DAVID BROWNE: Music scenes never die; they just pop up when and where you least expect them to. I’m not sure anyone outside Compton or Seattle or Athens, Georgia, saw those music communities coming. Lately I’ve been hearing about a developing music scene in Ridgewood, Queens. And if so, I’d imagine it benefits from the economic factors that fostered scenes like the Village in the past – cheap rent, unconventional venues for live music that are also more affordable than those in the city.
STEVE MATTEO: Reading the book amidst the return of Trump added an interesting if unsettling extra perspective to the book. Can popular music still have an impact on politics, given the artists in music today?
DAVID BROWNE: I had a similar thought as I was wrapping up the book in early 2024. Talking with people about Dylan, Ochs and others in the ’60s scene reminded me of the way some of them, Ochs especially, would watch the evening news or read the newspaper and then write a song about a particularly jarring or compelling story about social justice or the war. And then put it on a record! Which, in turn, got me to thinking about how little we have seen of that type of topical songwriting in recent years. We’re starting to see more of that, bit by bit. I was just listening to the scathing “Make America Hate Again” by U.K. singer-songwriter Grace Petrie, from 2017. But it still feels as if protest songs haven’t quite returned to the public consciousness yet. Hopefully the events of the last few months will encourage more of this, and the ease with which a musician can post one of these songs online, such as Jesse Welles, might bring about the return of the protest song.
STEVE MATTEO: Was there anybody you wished you could have interviewed for the book but you didn’t for whatever reason? Did you try to get an interview with Bob Dylan?
DAVID BROWNE: Dylan was top of the list for sure, and I did put in an official request to speak with him for it. He rarely if ever conducts interviews for books like these, and he’d already written about his arrival in the Village and meeting characters like Dave Van Ronk in his own Chronicles. So, while his team was happy to pass along my request, I had a feeling it might not happen. Others who I was eager to interview, from songwriters Len Chandler and Patrick Sky to Night Owl owner Joe Marra, literally passed away as I was researching the book, and I was saddened that I didn’t get to speak with them for that reason. Their passings were another indication that history was being erased year by year.
STEVE MATTEO: Given all the music being reissued, particularly on vinyl how come we’re not seeing more folk music being reissued?
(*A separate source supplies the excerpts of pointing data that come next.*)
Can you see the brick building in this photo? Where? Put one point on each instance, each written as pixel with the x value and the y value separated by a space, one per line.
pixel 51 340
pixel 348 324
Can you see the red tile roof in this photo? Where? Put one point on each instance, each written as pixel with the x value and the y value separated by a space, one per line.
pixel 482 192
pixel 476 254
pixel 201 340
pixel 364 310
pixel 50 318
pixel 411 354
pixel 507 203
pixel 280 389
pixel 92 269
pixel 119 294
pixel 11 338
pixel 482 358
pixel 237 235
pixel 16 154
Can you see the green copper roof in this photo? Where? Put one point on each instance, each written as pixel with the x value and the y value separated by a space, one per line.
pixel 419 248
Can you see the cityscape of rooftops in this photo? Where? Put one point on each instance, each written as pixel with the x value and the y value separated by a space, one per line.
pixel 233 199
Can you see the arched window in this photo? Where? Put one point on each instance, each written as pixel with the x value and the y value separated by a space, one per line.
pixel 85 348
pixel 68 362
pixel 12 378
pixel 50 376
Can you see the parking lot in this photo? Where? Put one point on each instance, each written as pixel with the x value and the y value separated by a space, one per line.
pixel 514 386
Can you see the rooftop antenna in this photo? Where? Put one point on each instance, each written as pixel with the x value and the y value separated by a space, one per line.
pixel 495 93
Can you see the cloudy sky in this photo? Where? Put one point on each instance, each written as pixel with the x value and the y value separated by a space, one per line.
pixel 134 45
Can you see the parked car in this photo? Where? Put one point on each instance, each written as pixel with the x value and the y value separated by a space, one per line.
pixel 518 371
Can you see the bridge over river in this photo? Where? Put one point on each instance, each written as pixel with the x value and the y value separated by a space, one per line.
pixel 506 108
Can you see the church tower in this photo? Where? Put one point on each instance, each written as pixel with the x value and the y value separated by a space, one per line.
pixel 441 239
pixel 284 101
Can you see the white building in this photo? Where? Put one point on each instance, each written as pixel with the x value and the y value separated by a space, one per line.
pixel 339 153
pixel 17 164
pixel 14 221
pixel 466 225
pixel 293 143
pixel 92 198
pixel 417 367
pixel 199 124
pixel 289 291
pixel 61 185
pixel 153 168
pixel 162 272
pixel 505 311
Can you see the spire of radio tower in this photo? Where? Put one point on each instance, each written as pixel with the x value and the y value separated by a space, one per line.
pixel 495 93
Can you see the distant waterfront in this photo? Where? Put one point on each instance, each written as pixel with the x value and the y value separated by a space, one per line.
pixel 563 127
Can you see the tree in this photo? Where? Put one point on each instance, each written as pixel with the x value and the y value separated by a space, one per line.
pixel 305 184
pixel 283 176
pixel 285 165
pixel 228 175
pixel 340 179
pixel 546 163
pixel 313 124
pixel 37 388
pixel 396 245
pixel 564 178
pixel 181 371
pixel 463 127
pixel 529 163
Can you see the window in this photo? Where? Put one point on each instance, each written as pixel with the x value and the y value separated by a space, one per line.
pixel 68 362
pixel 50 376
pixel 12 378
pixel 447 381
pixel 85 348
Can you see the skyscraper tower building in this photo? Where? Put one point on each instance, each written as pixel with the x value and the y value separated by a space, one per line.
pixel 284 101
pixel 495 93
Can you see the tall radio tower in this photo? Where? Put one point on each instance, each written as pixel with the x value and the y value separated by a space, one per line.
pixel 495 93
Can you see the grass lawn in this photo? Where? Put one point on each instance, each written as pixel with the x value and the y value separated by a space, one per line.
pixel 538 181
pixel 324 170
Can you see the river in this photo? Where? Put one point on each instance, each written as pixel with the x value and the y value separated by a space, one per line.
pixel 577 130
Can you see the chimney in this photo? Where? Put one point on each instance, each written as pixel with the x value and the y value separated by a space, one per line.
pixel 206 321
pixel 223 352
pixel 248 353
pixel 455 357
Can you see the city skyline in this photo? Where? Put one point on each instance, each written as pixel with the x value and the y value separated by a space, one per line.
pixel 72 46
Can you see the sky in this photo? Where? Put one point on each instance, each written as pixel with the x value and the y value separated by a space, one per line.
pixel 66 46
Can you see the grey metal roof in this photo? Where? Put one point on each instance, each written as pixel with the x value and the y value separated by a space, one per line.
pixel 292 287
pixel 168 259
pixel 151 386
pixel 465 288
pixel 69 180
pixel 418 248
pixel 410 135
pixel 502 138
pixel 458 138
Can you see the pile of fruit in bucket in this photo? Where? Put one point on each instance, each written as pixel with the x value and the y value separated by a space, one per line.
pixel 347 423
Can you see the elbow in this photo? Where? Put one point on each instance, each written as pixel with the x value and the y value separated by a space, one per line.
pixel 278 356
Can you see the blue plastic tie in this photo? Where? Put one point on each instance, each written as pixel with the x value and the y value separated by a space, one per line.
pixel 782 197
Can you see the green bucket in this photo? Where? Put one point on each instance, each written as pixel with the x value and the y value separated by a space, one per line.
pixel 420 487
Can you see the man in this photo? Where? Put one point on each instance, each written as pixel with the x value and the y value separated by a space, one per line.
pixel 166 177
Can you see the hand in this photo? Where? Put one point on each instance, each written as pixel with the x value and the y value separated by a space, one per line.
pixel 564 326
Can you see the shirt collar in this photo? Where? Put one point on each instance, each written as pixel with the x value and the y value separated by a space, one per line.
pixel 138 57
DAVID BROWNE: On Record Store Day last year, I was heartened to see a vinyl reissue of the first album by the Roches, whose music and lives I chronicle in the book. They were part of the last great wave of folk in the Village starting in the ’70s. As far as more reissues along those lines, I assume it’s market-driven and that labels don’t sense an opportunity to make a lot of money from repressing ’60s or ’70s releases folk releases.
STEVE MATTEO: Do you have any particular folk albums that are favorites? Are there any folk albums that you feel are grossly unknown or underappreciated?
DAVID BROWNE: At this point in time, I feel that description would apply to so many artists in my book, including Dave Van Ronk and Phil Ochs. Van Ronk’s albums like Folksinger (home of his version of “Cocaine”) and Sunday Street” – a later gem, especially for the title track – are valuable early introductions to the scene. Ochs’ Rehearsals for Retirement, written and recorded right after the disastrous ’68 Democratic convention, is one of the unheralded great albums of the ’60s – a middle ground between scruffy rock ‘n’ roll and his acoustic leanings, and between hope and much despair. Of the later crowd, Maggie and Terre Roche’s lovely Seductive Reasoning tends to be overlooked compared to the sister trio’s later work, singer-songwriter, is a lost gem.